Après avoir regarder des adaptations (Metropolis, Hi no Tori), je me suis dit qu'il serait peut-être temps que je lise mon premier Tezuka, sorte de passage obligé. C'est quand même le Père voire le Dieu du Manga, dit-on. Mon choix s'est porté un peu par hasard sur L'histoire des 3 Adolf, il faut bien commencer quelque part. Je ne cache que le fourbe qui se cache en moi avait aiguisé ses couteaux et ses critiques acerbes. Nécessairement, quand ça touche à une icône, et d'autant plus quand on touche aussi sensible que la Seconde Guerre Mondiale, on s'attend à une idéalisation de la part des autres, de la gentillesse et des défauts gommés devant ce que peut incarner l'auteur. Je me préparais à frapper sournoisement mais le combat s'est fait à la loyal. Tezuka m'a mis KO.
On ne peut plus parler de gifle mais bien d'un uppercut dans le bide. Vous savez, cette sensation bizarre dans le ventre que d'une part vous tournez la dernière page d'un grand, d'un très grand bouquin et que d'autre part il va vous hanter, longtemps.
Ça partait pourtant moyennement, le fil rouge me semblait un peu capilo-tracté mais en fait la trame principale est accessoire. Certes, Tezuka montre son talent pour construire une intrigue et ses rebondissements mais l'intérêt est ailleurs. Dans les personnages Kamil et Kaufmann et leurs relations particulières, dans le combat de Sohei pour son frère, dans les femmes. Le mangaka dit en préface qu'il aurait préféré mieux travaillés ses personnages féminins mais nombre d'auteurs pourraient en prendre de la graine. Elles sont mères, sœurs, amantes. Le réalisme des scènes de sexe, subtiles mais explicites m'a surpris quand je compare aux productions actuelles puritaines.

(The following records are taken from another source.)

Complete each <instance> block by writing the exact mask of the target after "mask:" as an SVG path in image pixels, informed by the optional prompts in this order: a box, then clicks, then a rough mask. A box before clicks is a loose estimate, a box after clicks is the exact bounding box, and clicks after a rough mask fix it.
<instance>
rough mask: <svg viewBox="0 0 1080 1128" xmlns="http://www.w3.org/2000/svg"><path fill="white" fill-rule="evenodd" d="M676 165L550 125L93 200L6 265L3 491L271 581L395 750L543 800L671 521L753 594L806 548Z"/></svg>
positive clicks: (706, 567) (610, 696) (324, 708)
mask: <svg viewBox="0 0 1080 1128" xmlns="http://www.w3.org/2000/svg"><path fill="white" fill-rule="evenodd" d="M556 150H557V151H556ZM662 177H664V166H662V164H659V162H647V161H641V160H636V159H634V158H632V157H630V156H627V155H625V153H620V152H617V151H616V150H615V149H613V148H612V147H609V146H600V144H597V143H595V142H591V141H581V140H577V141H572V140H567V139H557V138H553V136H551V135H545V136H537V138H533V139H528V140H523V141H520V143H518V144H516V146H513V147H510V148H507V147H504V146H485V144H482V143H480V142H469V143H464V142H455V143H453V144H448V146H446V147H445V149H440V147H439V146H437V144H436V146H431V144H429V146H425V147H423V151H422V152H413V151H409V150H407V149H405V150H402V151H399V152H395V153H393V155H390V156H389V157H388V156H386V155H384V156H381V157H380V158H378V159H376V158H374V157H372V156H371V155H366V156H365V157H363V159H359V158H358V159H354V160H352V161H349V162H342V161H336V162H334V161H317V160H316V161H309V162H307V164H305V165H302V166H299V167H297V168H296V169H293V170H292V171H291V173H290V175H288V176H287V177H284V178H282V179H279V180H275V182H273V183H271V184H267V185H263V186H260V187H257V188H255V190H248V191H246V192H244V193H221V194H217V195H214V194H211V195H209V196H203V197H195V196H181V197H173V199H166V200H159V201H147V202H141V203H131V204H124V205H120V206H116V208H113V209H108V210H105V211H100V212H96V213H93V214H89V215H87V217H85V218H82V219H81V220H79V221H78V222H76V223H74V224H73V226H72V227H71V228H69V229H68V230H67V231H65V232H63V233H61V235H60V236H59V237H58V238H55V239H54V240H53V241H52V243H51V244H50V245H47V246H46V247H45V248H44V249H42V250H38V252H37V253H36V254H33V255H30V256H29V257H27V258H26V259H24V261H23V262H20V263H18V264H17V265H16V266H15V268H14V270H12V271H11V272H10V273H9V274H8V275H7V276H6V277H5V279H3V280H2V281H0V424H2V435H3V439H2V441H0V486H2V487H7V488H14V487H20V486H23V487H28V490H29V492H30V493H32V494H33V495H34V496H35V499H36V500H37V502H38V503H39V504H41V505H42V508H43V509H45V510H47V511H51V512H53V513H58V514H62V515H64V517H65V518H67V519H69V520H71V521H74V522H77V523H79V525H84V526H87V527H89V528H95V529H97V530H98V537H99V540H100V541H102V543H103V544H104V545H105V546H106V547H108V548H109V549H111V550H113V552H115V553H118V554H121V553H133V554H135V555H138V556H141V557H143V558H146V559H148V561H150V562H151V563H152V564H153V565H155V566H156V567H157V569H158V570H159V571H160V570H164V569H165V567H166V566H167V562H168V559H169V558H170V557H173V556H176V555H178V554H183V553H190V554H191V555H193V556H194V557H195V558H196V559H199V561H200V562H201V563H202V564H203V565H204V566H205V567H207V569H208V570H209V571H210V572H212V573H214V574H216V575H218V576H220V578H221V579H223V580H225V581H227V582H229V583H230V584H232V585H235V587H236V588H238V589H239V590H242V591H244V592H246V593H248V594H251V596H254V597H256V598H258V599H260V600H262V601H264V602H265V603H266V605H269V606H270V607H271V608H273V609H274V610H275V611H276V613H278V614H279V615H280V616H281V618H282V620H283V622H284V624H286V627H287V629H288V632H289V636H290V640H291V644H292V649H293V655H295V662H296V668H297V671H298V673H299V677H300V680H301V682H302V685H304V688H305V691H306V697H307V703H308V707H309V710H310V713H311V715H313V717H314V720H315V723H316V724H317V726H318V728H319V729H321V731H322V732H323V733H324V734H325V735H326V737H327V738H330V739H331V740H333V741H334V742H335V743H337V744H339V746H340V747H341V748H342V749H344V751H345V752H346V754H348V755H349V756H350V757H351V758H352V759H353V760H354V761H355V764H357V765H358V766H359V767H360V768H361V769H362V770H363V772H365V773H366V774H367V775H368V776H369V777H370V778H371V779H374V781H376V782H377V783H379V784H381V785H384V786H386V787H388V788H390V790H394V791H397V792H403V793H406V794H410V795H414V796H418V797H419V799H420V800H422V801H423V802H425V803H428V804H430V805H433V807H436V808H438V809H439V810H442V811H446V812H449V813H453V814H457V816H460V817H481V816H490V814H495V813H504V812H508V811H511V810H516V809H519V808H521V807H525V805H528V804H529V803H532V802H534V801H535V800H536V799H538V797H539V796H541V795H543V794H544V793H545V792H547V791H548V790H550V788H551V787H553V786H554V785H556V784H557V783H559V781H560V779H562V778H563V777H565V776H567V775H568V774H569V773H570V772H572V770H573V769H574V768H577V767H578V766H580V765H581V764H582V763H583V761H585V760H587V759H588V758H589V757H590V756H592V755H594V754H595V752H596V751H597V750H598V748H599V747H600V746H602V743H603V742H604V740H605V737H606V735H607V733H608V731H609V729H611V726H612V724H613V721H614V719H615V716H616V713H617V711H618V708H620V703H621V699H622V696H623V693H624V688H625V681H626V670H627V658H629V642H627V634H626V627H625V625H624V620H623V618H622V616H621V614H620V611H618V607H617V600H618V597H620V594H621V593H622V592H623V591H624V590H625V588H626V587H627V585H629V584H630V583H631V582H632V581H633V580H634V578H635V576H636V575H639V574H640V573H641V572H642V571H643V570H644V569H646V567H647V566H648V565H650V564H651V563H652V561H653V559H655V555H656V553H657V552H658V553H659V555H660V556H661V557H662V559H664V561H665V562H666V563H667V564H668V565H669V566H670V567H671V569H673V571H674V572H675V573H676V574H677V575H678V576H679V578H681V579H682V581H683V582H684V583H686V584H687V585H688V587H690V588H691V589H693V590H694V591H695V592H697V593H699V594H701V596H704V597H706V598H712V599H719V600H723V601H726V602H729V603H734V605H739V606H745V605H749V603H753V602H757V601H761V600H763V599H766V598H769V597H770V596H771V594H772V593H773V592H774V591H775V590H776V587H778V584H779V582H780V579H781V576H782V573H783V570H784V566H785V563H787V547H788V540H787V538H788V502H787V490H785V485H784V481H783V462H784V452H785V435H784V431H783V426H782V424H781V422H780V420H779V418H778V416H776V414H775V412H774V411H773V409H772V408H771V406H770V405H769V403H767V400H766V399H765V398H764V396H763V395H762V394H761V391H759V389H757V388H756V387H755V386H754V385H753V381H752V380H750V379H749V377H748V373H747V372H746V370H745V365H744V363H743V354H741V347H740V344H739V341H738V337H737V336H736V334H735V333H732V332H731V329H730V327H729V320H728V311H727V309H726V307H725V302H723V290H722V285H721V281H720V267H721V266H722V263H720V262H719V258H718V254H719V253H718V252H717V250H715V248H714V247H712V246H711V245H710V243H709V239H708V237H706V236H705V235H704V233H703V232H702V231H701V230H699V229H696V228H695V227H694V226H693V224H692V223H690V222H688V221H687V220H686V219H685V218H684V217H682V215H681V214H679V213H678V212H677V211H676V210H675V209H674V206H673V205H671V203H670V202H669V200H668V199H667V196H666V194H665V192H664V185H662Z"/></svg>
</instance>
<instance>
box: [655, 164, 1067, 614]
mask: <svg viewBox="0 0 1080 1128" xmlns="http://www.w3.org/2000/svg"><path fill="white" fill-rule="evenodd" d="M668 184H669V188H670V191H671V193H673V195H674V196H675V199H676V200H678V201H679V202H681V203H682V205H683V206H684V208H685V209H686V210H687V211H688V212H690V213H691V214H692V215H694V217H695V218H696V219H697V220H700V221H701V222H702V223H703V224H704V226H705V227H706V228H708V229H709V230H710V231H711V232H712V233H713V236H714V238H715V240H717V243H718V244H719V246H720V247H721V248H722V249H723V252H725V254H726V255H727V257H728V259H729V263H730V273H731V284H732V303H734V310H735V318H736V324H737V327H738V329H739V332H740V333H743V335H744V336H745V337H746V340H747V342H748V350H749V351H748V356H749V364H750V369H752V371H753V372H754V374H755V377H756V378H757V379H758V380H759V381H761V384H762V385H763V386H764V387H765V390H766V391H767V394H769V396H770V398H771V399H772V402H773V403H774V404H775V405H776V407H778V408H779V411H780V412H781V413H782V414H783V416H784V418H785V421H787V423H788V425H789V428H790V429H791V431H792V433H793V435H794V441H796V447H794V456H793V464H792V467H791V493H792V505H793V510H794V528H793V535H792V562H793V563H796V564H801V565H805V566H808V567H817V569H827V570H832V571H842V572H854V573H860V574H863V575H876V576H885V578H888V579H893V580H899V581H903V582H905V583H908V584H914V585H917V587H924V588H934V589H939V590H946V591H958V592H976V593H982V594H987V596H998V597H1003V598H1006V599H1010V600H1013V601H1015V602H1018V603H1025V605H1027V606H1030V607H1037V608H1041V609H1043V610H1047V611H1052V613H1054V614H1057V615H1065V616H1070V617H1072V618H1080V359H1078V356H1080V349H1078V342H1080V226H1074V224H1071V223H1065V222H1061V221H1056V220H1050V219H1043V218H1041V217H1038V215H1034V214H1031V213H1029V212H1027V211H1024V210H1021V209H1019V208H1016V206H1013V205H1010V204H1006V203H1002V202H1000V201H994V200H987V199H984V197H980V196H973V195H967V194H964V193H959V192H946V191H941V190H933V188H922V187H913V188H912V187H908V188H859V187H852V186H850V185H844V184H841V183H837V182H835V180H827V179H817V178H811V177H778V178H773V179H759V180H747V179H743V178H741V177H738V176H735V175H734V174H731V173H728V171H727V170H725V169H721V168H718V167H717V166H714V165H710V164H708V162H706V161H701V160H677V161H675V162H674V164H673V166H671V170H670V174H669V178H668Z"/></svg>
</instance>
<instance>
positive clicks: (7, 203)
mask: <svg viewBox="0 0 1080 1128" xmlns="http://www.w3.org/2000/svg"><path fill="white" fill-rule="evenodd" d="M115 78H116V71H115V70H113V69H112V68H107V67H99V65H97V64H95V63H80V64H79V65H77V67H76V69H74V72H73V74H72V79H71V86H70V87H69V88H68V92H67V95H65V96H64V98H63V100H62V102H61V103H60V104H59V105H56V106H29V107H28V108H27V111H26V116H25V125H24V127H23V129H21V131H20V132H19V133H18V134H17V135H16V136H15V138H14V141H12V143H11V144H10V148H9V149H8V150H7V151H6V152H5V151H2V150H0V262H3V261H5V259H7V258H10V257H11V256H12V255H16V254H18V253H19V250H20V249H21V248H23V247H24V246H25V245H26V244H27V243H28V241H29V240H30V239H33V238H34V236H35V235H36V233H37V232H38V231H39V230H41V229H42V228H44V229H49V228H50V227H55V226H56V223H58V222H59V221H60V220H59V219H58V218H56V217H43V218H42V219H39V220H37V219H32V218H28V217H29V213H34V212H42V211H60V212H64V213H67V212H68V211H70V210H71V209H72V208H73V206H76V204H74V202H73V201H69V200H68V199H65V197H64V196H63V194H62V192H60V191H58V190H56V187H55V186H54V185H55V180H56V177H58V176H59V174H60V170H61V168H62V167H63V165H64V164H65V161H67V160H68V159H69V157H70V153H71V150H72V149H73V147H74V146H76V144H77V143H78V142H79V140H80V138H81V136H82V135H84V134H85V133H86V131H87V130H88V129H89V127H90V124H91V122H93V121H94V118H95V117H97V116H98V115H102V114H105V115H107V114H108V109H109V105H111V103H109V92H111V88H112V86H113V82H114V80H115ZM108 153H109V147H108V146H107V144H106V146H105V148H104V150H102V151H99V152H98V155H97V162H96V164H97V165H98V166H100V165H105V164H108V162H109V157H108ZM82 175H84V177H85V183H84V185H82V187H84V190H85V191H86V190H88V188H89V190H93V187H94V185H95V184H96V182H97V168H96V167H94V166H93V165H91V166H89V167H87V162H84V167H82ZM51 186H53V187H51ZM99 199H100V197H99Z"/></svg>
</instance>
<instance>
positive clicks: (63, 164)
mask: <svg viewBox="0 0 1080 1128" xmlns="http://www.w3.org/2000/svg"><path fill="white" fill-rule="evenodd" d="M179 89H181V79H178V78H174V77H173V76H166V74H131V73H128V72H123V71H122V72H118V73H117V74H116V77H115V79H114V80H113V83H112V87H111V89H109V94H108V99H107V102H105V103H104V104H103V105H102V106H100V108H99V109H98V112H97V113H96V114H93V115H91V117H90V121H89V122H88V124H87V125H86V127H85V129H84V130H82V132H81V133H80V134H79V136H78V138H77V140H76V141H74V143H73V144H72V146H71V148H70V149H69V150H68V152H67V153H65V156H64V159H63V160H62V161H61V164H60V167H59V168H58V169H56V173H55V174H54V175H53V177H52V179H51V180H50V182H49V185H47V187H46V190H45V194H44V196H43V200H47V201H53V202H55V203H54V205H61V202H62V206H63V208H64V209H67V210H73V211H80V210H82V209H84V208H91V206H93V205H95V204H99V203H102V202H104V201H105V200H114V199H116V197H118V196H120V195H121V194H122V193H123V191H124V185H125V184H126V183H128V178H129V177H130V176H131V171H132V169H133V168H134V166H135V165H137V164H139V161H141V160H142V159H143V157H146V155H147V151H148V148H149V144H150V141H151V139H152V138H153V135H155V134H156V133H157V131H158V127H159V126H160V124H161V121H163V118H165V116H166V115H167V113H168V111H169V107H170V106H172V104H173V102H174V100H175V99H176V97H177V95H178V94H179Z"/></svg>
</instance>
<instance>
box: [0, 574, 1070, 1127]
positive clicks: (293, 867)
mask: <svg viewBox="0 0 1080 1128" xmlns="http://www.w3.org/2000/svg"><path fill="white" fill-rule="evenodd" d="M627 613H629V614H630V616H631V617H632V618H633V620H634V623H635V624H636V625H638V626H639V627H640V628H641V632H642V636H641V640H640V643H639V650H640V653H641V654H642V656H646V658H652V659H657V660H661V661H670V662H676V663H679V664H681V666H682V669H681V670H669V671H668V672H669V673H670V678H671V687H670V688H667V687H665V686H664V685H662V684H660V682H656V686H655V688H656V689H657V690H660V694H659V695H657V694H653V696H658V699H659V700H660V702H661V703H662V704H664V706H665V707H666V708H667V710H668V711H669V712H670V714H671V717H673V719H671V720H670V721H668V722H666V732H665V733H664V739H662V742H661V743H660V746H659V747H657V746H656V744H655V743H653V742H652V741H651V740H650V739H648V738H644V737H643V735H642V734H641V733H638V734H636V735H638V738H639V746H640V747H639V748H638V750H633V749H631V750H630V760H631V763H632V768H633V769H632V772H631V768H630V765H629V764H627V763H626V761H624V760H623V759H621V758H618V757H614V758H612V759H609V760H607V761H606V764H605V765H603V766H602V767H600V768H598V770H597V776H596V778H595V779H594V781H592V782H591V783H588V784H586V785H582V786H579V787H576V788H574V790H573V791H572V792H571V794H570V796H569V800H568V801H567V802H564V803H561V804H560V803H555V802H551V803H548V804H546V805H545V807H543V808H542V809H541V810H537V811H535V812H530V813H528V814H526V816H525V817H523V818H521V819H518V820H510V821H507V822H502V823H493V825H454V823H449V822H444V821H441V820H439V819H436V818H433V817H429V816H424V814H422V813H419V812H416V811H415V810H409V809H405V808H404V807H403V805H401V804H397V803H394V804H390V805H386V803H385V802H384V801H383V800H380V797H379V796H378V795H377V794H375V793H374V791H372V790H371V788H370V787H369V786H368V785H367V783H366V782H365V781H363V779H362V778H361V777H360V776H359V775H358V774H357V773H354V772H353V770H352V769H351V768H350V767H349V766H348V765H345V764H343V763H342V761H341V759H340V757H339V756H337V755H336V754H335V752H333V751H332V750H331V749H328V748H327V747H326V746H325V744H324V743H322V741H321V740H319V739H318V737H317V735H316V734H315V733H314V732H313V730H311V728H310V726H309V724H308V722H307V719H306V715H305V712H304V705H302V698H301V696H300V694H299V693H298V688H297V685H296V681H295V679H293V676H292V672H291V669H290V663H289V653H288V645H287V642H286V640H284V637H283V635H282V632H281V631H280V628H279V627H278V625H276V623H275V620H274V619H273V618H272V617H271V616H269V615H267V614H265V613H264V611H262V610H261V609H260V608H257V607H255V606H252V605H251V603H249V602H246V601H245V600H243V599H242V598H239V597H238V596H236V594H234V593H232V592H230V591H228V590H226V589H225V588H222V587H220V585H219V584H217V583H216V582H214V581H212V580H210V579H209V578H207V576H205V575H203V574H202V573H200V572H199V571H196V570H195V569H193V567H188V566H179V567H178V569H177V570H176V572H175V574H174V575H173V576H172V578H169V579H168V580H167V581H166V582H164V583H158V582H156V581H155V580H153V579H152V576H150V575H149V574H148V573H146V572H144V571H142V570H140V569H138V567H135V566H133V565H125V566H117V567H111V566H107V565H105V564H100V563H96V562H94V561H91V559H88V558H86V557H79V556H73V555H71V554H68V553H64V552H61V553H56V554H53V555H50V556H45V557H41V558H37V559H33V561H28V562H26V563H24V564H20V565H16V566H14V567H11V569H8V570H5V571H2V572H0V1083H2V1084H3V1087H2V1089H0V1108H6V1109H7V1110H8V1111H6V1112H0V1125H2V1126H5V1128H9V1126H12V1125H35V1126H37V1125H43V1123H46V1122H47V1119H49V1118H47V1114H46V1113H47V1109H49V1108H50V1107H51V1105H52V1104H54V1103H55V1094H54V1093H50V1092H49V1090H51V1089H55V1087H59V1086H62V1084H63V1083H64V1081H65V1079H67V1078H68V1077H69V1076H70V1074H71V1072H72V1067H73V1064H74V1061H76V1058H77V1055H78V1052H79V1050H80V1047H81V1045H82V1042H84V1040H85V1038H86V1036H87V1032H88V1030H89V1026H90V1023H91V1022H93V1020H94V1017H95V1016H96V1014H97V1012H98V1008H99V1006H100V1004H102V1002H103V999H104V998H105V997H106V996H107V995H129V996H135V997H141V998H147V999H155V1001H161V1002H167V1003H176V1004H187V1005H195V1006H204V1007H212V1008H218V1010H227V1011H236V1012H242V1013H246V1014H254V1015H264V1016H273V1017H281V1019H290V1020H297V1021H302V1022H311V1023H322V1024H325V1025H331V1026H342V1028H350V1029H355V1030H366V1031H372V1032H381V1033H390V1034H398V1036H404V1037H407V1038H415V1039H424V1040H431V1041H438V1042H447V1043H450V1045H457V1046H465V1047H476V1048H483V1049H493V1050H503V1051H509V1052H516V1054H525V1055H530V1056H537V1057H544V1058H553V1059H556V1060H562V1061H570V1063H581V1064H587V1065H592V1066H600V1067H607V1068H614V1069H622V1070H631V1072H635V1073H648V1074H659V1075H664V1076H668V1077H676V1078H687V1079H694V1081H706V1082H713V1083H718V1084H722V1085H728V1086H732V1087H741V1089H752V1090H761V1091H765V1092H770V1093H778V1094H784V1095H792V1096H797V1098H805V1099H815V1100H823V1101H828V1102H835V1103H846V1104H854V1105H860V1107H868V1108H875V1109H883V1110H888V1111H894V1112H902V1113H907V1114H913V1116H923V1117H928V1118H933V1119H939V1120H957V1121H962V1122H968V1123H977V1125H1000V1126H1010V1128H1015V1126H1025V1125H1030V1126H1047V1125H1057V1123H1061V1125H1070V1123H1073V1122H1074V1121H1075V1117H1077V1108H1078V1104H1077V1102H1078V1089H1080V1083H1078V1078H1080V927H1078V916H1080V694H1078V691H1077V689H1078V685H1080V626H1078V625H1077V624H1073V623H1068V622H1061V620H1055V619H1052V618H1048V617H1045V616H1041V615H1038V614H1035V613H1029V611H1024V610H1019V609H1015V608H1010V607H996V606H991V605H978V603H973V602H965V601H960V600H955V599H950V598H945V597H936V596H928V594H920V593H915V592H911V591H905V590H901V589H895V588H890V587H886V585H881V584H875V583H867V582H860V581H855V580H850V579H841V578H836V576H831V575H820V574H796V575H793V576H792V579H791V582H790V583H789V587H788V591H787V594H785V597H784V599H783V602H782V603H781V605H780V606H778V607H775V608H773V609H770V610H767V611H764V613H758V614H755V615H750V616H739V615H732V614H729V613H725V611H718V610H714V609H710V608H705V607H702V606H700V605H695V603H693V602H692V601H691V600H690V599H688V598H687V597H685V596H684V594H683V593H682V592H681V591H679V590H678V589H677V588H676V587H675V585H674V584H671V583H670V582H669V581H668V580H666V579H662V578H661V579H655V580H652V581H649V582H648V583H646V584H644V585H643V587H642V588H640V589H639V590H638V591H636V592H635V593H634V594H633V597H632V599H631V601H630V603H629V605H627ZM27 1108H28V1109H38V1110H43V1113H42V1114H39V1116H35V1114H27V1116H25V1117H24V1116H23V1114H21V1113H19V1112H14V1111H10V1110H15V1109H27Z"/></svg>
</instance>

Le plus grand crédit qu'on peut accorder à Osamu Tezuka est d'avoir su écrire une œuvre non manichéenne. Certains nazis ne sont bien sûr pas des modèles de sainteté mais les scènes de bombardements au Japon, les plus réussies du manga, font parler le vécu de l'auteur enfant à l'époque et rappelle que les alliés non plus n'étaient pas de simples libérateurs sur leurs chevaux blancs. Le seul message sans équivoque qu'on peut retenir est la laideur de la guerre.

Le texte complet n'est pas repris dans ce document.